Nutria are members of the family Myocastoridae. They have short legs and a robust, highly arched body that is approximately 24 inches (61 cm) long. Their round tail is from 13 to 16 inches (33 to 41 cm) long and scantily haired. Males are slightly larger than females; the average weight for each is about 12 pounds (5.4 kg). Males and females may grow to 20 pounds (9.1 kg) and 18 pounds (8.2 kg), respectively.
The dense grayish underfur is overlaid by long, glossy guard hairs that vary in color from dark brown to yellowish brown. The forepaws have four well-developed and clawed toes and one vestigial toe. Four of the five clawed toes on the hind foot are interconnected by webbing; the fifth outer toe is free. The hind legs are much larger than the forelegs. When moving on land, a nutria may drag its chest and appear to hunch its back. Like beavers, nutria have large incisors that are yellow-orange to orange-red on their outer surfaces.

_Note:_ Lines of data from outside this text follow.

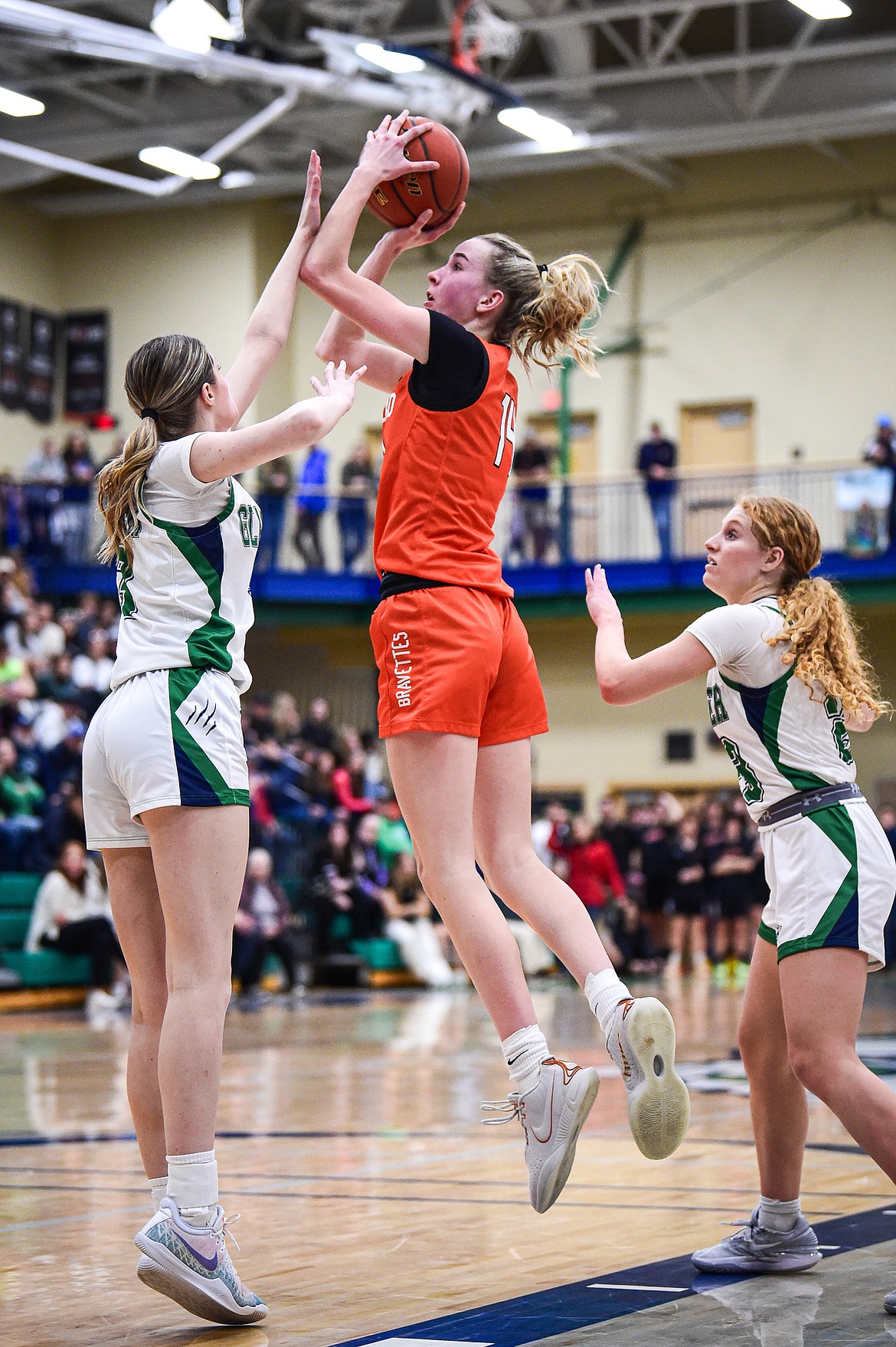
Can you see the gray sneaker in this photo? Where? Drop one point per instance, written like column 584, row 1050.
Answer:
column 759, row 1250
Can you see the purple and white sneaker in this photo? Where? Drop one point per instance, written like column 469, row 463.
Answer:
column 191, row 1265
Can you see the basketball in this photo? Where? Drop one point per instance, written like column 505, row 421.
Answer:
column 440, row 190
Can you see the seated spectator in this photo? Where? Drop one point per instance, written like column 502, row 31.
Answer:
column 318, row 729
column 393, row 838
column 261, row 929
column 339, row 883
column 731, row 893
column 46, row 464
column 16, row 683
column 92, row 671
column 21, row 801
column 592, row 868
column 71, row 915
column 348, row 782
column 409, row 924
column 358, row 483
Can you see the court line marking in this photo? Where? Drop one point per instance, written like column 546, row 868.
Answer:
column 571, row 1308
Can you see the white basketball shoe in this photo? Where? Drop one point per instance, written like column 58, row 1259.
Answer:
column 552, row 1116
column 191, row 1265
column 642, row 1043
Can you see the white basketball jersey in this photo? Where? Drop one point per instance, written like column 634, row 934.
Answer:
column 780, row 736
column 185, row 600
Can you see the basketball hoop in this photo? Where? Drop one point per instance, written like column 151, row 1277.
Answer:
column 478, row 33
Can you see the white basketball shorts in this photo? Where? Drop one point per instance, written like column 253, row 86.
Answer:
column 168, row 737
column 832, row 877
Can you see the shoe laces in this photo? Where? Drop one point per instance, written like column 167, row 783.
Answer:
column 227, row 1233
column 512, row 1107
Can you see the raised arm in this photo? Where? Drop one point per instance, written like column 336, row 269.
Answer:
column 326, row 268
column 625, row 680
column 346, row 339
column 218, row 454
column 270, row 323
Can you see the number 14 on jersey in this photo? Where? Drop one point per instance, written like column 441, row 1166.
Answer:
column 508, row 433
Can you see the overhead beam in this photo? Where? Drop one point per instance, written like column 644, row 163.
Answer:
column 704, row 67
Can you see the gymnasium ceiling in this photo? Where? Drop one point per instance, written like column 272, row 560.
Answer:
column 643, row 84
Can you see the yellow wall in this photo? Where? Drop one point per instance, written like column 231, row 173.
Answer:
column 806, row 332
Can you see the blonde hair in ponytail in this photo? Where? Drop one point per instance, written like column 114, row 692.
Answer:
column 824, row 644
column 165, row 378
column 545, row 307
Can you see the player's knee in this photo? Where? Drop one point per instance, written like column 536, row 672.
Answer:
column 812, row 1063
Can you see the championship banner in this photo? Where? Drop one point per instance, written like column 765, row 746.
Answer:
column 87, row 362
column 41, row 367
column 11, row 355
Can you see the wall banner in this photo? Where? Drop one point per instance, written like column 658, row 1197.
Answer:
column 87, row 362
column 11, row 355
column 41, row 369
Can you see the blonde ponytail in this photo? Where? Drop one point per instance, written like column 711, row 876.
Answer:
column 818, row 627
column 545, row 307
column 119, row 490
column 165, row 379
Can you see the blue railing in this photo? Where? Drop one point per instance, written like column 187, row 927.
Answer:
column 544, row 540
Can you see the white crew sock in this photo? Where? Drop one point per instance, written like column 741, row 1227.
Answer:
column 604, row 991
column 778, row 1215
column 524, row 1052
column 193, row 1185
column 159, row 1190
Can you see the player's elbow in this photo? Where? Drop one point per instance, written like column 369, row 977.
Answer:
column 613, row 689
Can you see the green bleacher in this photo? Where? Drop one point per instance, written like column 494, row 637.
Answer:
column 44, row 968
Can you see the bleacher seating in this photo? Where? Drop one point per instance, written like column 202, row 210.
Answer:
column 39, row 968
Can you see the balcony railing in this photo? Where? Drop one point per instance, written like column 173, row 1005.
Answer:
column 572, row 523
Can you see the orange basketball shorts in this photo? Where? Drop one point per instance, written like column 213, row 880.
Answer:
column 456, row 660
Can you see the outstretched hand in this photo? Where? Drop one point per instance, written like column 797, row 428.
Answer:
column 417, row 234
column 309, row 217
column 338, row 383
column 384, row 152
column 600, row 602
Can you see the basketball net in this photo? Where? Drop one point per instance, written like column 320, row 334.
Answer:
column 478, row 33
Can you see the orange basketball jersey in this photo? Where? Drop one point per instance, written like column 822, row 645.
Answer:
column 443, row 477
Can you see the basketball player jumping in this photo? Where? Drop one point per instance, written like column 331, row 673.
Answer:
column 165, row 785
column 459, row 693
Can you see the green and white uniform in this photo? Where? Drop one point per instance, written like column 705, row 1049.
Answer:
column 830, row 873
column 170, row 733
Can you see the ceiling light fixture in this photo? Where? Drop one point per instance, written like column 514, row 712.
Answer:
column 190, row 26
column 237, row 178
column 526, row 122
column 396, row 62
column 19, row 106
column 824, row 8
column 178, row 163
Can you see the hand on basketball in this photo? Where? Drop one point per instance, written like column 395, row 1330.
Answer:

In addition to having webbed hind feet, nutria have several other adaptations to a semiaquatic life. The eyes, ears, and nostrils of nutria are set high on their heads. Additionally, the nostrils and mouth have valves that seal out water while swimming, diving, or feeding underwater. The mammae or teats of the female are located high on the sides, which allows the young to suckle while in the water. When pursued, nutria can swim long distances under water and see well enough to evade capture.

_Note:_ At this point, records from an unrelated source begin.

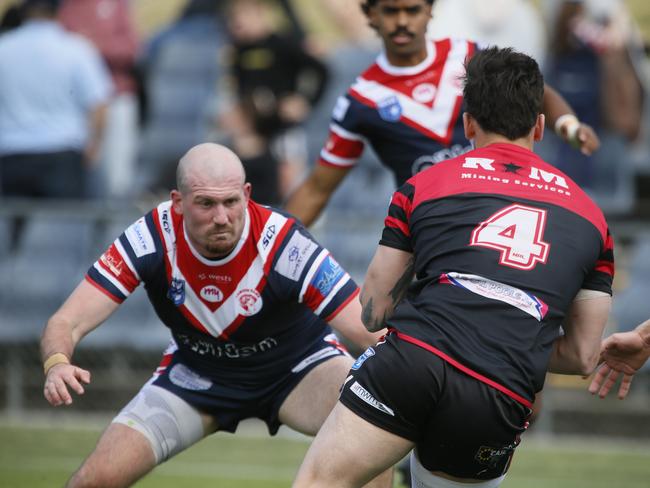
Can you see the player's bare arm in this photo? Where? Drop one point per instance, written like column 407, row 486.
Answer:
column 348, row 323
column 309, row 199
column 577, row 351
column 388, row 277
column 82, row 312
column 621, row 354
column 561, row 118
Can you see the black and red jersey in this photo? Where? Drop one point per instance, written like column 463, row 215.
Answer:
column 502, row 243
column 271, row 296
column 411, row 116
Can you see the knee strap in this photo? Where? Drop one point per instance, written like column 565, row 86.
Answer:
column 169, row 423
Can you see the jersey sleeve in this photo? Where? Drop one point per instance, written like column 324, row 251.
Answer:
column 345, row 143
column 312, row 276
column 397, row 233
column 602, row 275
column 119, row 270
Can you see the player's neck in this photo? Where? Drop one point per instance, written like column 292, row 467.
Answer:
column 404, row 60
column 485, row 139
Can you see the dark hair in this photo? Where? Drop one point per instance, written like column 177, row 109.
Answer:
column 503, row 91
column 368, row 4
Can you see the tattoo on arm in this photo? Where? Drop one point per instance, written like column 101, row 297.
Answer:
column 370, row 317
column 399, row 290
column 371, row 322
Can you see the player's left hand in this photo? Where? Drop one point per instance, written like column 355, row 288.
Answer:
column 586, row 140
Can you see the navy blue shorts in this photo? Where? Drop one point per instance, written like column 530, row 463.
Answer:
column 231, row 397
column 459, row 425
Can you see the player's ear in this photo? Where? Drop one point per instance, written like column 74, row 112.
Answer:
column 469, row 126
column 370, row 13
column 177, row 201
column 538, row 134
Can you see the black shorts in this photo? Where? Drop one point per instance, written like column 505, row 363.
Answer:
column 460, row 426
column 231, row 401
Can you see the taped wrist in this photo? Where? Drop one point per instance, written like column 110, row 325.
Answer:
column 53, row 360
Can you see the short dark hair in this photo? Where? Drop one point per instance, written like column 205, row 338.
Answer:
column 368, row 4
column 503, row 91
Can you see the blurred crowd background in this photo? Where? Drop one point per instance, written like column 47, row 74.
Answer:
column 262, row 76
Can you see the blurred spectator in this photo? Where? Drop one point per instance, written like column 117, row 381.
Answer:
column 180, row 67
column 107, row 23
column 504, row 23
column 591, row 64
column 11, row 18
column 53, row 93
column 276, row 83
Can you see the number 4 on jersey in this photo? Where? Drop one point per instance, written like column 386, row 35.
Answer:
column 517, row 232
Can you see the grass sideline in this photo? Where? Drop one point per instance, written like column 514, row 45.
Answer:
column 43, row 457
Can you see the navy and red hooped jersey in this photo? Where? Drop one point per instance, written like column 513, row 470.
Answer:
column 272, row 295
column 411, row 116
column 502, row 243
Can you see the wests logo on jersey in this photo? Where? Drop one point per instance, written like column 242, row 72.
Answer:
column 211, row 294
column 249, row 302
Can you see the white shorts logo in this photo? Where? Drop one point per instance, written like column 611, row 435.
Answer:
column 365, row 395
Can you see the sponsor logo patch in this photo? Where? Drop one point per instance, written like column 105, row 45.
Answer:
column 112, row 260
column 295, row 255
column 176, row 292
column 249, row 302
column 362, row 359
column 167, row 227
column 211, row 294
column 328, row 274
column 498, row 291
column 492, row 456
column 389, row 109
column 424, row 93
column 140, row 238
column 365, row 395
column 184, row 377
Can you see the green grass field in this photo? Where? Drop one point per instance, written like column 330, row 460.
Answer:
column 44, row 457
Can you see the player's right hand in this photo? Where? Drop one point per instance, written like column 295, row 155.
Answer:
column 59, row 378
column 621, row 354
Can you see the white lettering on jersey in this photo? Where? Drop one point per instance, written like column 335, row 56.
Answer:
column 245, row 300
column 474, row 163
column 495, row 290
column 548, row 177
column 437, row 119
column 340, row 108
column 365, row 395
column 295, row 255
column 140, row 238
column 270, row 233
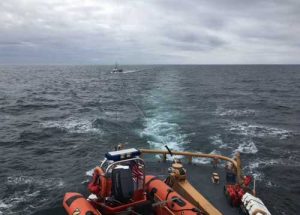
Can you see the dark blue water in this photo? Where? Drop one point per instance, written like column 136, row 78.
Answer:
column 56, row 122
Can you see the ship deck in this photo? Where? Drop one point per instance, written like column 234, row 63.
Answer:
column 200, row 177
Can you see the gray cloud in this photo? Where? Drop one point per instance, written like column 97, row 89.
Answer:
column 155, row 31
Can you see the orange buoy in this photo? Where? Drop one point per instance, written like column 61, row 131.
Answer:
column 168, row 200
column 76, row 204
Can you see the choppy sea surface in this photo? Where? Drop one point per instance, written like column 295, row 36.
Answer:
column 56, row 122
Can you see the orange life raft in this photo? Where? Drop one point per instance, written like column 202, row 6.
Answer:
column 169, row 201
column 75, row 204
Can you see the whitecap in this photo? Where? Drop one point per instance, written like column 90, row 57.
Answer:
column 205, row 160
column 247, row 129
column 73, row 125
column 235, row 112
column 217, row 141
column 164, row 133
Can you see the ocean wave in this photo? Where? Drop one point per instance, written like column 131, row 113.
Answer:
column 162, row 133
column 73, row 126
column 27, row 189
column 235, row 112
column 217, row 141
column 205, row 160
column 247, row 129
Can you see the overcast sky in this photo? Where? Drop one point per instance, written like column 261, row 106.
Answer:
column 149, row 31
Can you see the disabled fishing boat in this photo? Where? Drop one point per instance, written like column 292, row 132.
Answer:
column 116, row 69
column 124, row 183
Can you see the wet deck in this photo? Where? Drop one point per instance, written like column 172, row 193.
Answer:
column 200, row 177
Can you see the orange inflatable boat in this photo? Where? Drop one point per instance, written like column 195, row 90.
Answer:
column 168, row 201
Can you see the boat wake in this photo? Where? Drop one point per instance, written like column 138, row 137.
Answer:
column 255, row 130
column 29, row 193
column 73, row 125
column 160, row 133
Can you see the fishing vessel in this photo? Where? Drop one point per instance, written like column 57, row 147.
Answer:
column 126, row 183
column 116, row 69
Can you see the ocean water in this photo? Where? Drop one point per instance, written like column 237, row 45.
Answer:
column 56, row 123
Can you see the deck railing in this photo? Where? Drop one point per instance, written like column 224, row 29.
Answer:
column 236, row 161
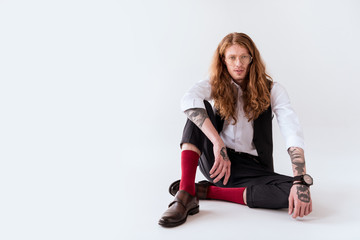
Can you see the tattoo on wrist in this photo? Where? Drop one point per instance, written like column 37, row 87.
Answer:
column 303, row 193
column 197, row 116
column 223, row 153
column 298, row 160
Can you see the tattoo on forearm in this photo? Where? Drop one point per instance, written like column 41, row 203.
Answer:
column 298, row 160
column 197, row 116
column 223, row 153
column 303, row 193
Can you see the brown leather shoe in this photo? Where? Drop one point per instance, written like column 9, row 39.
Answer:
column 200, row 187
column 183, row 205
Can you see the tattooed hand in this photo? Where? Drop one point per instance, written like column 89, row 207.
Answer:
column 300, row 203
column 222, row 164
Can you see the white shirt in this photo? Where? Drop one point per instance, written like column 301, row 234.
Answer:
column 239, row 136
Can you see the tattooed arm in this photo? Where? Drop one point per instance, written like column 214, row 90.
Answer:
column 222, row 165
column 300, row 203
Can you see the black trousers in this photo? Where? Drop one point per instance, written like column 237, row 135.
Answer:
column 265, row 189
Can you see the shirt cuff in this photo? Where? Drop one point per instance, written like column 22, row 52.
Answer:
column 193, row 103
column 295, row 141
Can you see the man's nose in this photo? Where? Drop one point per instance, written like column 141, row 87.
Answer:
column 238, row 62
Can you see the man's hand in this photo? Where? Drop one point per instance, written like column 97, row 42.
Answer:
column 222, row 164
column 300, row 203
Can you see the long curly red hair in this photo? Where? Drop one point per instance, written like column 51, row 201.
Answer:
column 257, row 84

By contrast, the muskrat (Ondatra zibethicus) is the largest microtine rodent in the United States. It spends its life in aquatic habitats and is well adapted for swimming. Its large hind feet are partially webbed, and stiff hairs align the toes. Its laterally flattened tail is almost as long as its body. The muskrat has a stocky appearance, with small eyes and very short, rounded ears. Its front feet, which are much smaller than its hind feet, are adapted primarily for digging and feeding.
The name muskrat, common throughout the animal’s range, derives from the paired perineal musk glands found beneath the skin at the ventral base of the tail in both sexes. These musk glands are used during the breeding season. Musk is secreted on logs or other defecation areas and around houses, bank dens, and trails on the bank to mark the area.
The muskrat has an upper and a lower pair of large, incisor teeth that are continually sharpened against each other and are well designed for gnawing and cutting vegetation. It has a valvular mouth, which allows the lips to close behind the incisors and enables the muskrat to gnaw while submerged. With its tail used as a rudder and its partially webbed hind feet propelling it in the water, the muskrat can swim about 3 miles an hour (4.8 kph). When feeding, the muskrat often swims backward to move to a more choice spot and can stay underwater for as long as 20 minutes. Muskrat activity is predominantly nocturnal and crespuscular, but occasional activity may be observed during the day.